While the present disclosure has been described with reference to one or more exemplary embodiments, it is to be understood that various changes may be made, and equivalents may be substituted for elements thereof without departing from the scope of the present disclosure. In addition, many modifications may be made to adapt a particular situation or material to the teachings of the present disclosure without departing from the essential scope thereof. Therefore, it is intended that the present disclosure is not limited to a particular embodiment disclosed herein as the best mode contemplated for carrying out this present disclosure, but that the present disclosure will be viewed as covering any embodiment falling within the scope of the appended claims. Various aspects or features described herein may be implemented as a method, apparatus, or article of manufacture using standard programming and/or engineering techniques.

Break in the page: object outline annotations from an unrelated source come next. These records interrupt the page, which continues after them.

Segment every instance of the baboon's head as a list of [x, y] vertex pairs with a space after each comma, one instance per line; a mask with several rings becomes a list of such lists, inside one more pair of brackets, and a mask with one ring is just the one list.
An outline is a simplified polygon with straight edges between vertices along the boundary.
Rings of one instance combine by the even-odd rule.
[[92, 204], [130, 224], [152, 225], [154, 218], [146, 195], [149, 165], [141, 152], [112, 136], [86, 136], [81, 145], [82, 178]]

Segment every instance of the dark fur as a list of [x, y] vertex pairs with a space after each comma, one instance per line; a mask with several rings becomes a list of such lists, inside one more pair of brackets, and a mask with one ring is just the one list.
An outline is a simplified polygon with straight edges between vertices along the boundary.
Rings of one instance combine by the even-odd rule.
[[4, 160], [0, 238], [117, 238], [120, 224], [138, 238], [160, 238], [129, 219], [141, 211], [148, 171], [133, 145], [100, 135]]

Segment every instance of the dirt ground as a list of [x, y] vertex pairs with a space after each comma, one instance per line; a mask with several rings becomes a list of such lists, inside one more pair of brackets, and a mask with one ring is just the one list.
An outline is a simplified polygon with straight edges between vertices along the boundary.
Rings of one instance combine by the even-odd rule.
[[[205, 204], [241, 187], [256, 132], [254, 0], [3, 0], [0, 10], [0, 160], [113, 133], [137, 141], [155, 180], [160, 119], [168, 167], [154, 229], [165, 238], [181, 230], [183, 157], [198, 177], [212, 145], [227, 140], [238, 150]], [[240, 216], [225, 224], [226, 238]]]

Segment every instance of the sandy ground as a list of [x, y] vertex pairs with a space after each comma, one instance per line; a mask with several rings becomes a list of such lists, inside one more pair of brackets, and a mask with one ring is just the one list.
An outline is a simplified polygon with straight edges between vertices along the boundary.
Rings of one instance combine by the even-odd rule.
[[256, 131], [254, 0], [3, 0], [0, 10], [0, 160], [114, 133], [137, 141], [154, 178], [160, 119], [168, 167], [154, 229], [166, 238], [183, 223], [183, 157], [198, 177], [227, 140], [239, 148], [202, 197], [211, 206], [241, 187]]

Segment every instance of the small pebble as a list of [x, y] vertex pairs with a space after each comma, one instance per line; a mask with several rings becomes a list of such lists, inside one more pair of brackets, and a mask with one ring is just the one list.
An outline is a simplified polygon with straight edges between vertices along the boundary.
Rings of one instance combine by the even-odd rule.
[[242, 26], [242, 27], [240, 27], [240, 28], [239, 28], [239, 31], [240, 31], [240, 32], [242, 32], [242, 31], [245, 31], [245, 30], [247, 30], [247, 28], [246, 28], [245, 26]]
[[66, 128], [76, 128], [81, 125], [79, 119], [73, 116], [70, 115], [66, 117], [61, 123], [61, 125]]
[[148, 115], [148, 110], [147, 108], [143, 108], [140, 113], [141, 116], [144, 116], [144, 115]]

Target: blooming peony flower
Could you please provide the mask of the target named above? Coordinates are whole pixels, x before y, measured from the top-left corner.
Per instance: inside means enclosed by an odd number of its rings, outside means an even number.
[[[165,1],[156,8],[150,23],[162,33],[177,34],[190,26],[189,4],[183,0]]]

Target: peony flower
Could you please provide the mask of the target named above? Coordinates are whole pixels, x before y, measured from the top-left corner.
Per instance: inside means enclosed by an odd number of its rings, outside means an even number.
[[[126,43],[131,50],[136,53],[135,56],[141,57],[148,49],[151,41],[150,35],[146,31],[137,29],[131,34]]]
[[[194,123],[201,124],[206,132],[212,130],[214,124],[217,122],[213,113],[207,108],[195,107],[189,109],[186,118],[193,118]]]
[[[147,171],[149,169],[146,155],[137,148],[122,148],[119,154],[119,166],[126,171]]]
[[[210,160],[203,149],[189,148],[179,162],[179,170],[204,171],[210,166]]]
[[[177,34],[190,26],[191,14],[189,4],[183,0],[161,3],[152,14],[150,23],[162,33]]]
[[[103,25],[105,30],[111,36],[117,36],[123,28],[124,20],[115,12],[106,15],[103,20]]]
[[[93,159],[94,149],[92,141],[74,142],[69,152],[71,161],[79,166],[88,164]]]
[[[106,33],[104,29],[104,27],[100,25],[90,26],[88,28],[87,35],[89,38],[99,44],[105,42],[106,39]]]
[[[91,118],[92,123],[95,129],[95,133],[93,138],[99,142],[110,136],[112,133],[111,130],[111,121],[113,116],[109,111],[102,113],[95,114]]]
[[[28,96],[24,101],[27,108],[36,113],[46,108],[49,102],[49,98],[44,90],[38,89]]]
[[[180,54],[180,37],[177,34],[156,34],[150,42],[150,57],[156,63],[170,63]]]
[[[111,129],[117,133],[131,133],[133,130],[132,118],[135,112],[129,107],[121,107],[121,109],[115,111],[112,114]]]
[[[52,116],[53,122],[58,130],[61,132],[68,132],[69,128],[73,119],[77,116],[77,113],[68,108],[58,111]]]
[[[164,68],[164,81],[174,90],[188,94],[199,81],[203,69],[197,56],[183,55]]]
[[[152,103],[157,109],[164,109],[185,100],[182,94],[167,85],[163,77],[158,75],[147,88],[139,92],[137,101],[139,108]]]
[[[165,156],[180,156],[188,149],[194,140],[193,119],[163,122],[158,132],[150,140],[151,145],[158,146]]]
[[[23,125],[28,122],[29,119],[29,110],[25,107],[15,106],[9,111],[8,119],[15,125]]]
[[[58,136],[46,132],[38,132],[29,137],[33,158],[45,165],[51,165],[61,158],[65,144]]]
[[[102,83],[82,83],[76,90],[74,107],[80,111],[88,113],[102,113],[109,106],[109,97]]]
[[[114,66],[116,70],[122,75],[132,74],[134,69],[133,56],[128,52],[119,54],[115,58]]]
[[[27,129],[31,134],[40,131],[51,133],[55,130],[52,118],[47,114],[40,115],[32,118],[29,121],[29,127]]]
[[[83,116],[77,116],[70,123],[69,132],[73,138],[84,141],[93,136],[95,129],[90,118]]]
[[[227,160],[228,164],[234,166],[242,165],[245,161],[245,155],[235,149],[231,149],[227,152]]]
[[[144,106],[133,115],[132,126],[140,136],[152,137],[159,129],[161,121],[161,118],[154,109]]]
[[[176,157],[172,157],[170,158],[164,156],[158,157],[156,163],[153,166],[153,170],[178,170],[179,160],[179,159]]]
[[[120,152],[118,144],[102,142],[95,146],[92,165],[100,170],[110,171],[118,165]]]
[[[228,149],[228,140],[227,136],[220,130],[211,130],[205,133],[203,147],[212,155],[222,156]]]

Also, the right to claim for patent coverage a particular sub-feature, a sub-component, or a sub-element of any disclosed embodiment, singularly or in one or more sub-combinations with any other sub-feature(s), sub-component(s), or sub-element(s), is hereby unconditionally reserved by the Applicant. Also, particular sub-feature(s), sub-component(s), and sub-element(s) of one embodiment that is disclosed herein can replace particular sub-features, sub-components, and sub-elements of another embodiment disclosed herein or can supplement and be added to another embodiment unless expressly indicated otherwise by the drawings or this specification. The inventor also asserts that any of the claims set forth after this detailed description can be combined with any other claim or claims regardless of whether or not there is a direct line of dependency, unless there is an express indication in this text or the drawings unambiguously indicating that such a combination is not possible. The order of the claims and the lines of dependency are irrelevant to the various ways that the features, elements, sub-elements, components, sub-components, etc. of the present disclosure can be combined and thus claimed. Further, the use of the word “can” in this document is not an assertion that the subject preceding the word “can” is unimportant or unnecessary or “not critical” relative to anything else in this document. The word “can” is used herein in a positive and affirming sense and no other motive should be presumed. More than one patentable “invention” may be disclosed in the present disclosure and it is noted that an “invention” is defined by the content of a patent claim and not by the content of descriptive text or drawings.